Ta luksusowa willa w Bedford, w hrabstwie Westchester, która rozciąga się na całkowitej powierzchni ośmiuset metrów kwadratowych, składa się z pięciu sypialni, sześciu łazienek, klimatyzowanego podpiwniczenia, salonu oraz kuchni. W dużym i bujnie porośniętym ogrodzie znajduje się mała altanka, gdzie można uciec, gdy słońce przygrzewa zbyt mocno, ogrzewany basen, kort tenisowy o regulaminowej wielkości i dwa niedawno odnowione małe domki.
To, co jest pewne, to fakt, że słynny aktor o niemieckich korzeniach wybrał jedną z najpiękniejszych rezydencji w całej okolicy. Jest zbudowana konsekwentnie w kolonialnym stylu z dużym portykiem i przestrzenią wypoczynkową zanurzoną w zieleni na tyłach domu.
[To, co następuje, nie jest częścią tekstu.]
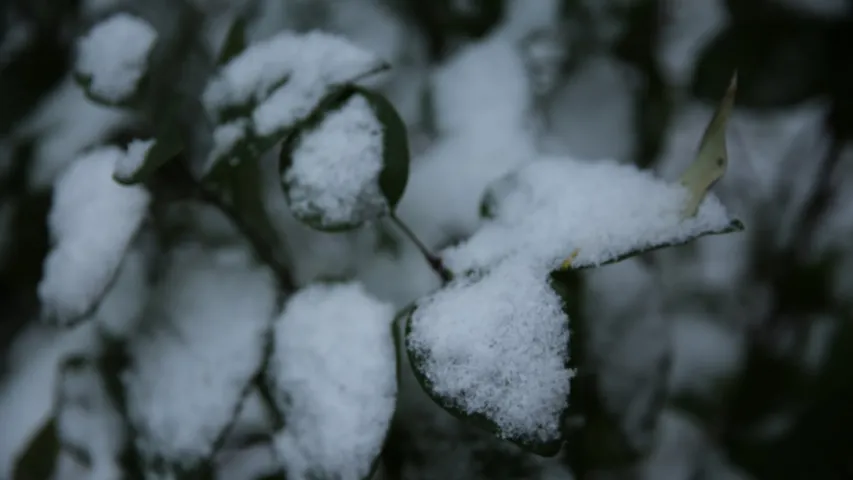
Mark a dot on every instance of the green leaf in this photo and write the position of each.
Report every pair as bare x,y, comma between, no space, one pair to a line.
395,148
392,178
235,41
167,145
38,461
Na każdej fasadzie są umieszczone liczne wiktoriańskie okna, dzieki którym wszystkie pomieszczenia są bardzo jasne. Nieskazitelny wystrój w nowoczesnym stylu świadomie został połączony z elementami inspirowanymi klasyką. Ten miks tworzy z jadalni wyrafinowaną i wyszukaną przestrzeń, gdzie krzesła i designerski żyrandol idelanie przeplatają się z kredensami shabby chic. Podobnie jest w przypadku kuchni, gdzie fotele o nowoczesnych liniach tworzą naprawdę interesujący kontrast z masywnymi ławami z drewna czereśniowego. Wchodząc po imponujących schodach wachlarzowych, trafimy do przestrzeni nocnej i sypialni, z których każda jest urządzona w innym stylu. Jedna z nich prezentuje na przykład zdefiniowany styl retro, z tapetami w damaszek i widokiem na Croton Reservoir, bardzo ceniony przez tutejszych celebrytów staw. Wspaniały jest także główny apartament, wyposażony w marmurowy kominek i skąpany w nieskazitelnej bieli.